05.08.2015

MiFID II Brings Reporting Challenges

05.08.2015
Terry Flanagan

Regulatory compliance is the leading business issue facing asset managers and fund administrators, as they face a slew of new regulations including Dodd-Frank, Emir, MiFID II, AIFMD and Basel III.

The situation is more acute in Europe than the U.S. because most of the rules for Dodd-Frank have already been implemented, whereas rulemaking for EMIR and MiFID II is still in the early stages. European companies face a mountain of regulations to climb over the next several years.

For London Stock Exchange Group’s UnaVista post-trade platform, the priority is getting clients ready for MiFID II.

“There are a number of initiatives we are kicking off shortly to make sure our existing customers can start preparing for this,” said Michael Leach, managing director of business development at LSEG. “It’s transformational for MiFID 1 to MiFID 2 in terms of the number of fields or the assets classes you need to report, and we want to make sure that firms are not caught at the last minute, trying to adhere to a regulation but they’re ready way in advance, so our aim is to have a UAT [user acceptance testing] system in place, 12 months before the regulation goes live.”

The MiFID II regulatory regime is progressing toward its 2017 implementation date, with implications for U.S. companies that do business in Europe.
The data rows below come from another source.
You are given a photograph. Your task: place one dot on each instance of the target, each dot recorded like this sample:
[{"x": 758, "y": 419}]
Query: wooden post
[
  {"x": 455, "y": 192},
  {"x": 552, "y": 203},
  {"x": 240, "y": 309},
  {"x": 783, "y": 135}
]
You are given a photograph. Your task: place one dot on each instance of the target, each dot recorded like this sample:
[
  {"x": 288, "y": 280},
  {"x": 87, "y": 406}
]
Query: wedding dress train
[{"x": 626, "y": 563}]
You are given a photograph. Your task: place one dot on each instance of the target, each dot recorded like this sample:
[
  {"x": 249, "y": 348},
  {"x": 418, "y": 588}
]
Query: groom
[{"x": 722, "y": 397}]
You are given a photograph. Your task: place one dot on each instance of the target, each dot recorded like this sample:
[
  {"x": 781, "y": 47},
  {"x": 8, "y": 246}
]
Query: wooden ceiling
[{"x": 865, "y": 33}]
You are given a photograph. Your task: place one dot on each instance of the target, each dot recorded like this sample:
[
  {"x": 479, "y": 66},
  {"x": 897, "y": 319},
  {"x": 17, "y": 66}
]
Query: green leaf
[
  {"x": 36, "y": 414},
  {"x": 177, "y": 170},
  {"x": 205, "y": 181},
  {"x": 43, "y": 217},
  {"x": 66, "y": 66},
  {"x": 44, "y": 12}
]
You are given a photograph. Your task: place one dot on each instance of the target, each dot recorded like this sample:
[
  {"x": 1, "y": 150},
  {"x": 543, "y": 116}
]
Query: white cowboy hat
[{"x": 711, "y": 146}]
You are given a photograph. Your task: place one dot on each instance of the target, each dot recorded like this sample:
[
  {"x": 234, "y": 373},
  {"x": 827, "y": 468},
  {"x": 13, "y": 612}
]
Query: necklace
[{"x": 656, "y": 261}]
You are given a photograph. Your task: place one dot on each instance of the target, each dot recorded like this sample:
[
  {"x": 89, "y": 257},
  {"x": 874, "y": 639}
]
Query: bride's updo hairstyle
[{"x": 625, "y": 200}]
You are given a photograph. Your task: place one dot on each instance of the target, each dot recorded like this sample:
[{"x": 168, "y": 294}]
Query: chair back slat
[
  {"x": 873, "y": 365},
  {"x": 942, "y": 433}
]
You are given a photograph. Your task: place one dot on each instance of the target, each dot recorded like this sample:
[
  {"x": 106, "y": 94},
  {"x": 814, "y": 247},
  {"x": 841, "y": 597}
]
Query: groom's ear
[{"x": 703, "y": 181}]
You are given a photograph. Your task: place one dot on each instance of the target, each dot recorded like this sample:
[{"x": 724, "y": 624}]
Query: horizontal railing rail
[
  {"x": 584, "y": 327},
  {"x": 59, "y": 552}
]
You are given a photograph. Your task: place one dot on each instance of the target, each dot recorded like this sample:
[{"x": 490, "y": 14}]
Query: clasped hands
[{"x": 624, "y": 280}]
From a reporting standpoint, most firms have been fully engaged with compliance with Dodd-Frank and EMIR, both of which require reporting of OTC transactions to trade repositories, but MiFID II has its own reporting requirements that are at least as comprehensive as those of EMIR /Dodd-Frank.

“The documentation for MiFid II doesn’t even come out until January next year,” Leach said. “We’ve got a good idea of all the fields based on the initial sets of data the fields and the rules are going to be like, and because UnaVista is such an agile technology, we’re going to build something that can be updated as the regulations change prior to going live.”

UnaVista services include the EMIR Trade Repository, MiFID Approved Reporting Mechanism, AIFMD and short-selling reporting services, as well as trade confirmation matching, reconciliation and reference data. Because MiFID II will affect U.S.-based companies that do business in Europe, UnaVista is boosting its presence in the U.S.

“We’ll help to educate firms to be ready for MiFID II whilst we also work with customers to understand what their needs are and how they can leverage a platform like ours,” said Leach. “Global firms with a European focus send their data once to us, and then can manage a number of regulations be that, short selling, transparency directive, EMIR reporting, MiFID reporting, reconciliations etc., so they can do numerous things with one set of data.”

Spearheading the U.S. effort is Robert Grant, who was recently appointed UnaVista’s head of business development, software, for Americas.

“The idea is to take the concerns and uncertainties of the clients and market participants in the US, South America and Canada, and apply the same software and platform functionality that we’ve applied to the clients and the regulations in Europe,” said Grant.

Grant’s appointment comes shortly after UnaVista announced a deal in which it will provide trade repository technology to be locally installed with market infrastructure providers SIX Group. The deal allows clients of SIX to comply with upcoming derivative reporting regimes being implemented by their national competent authorities.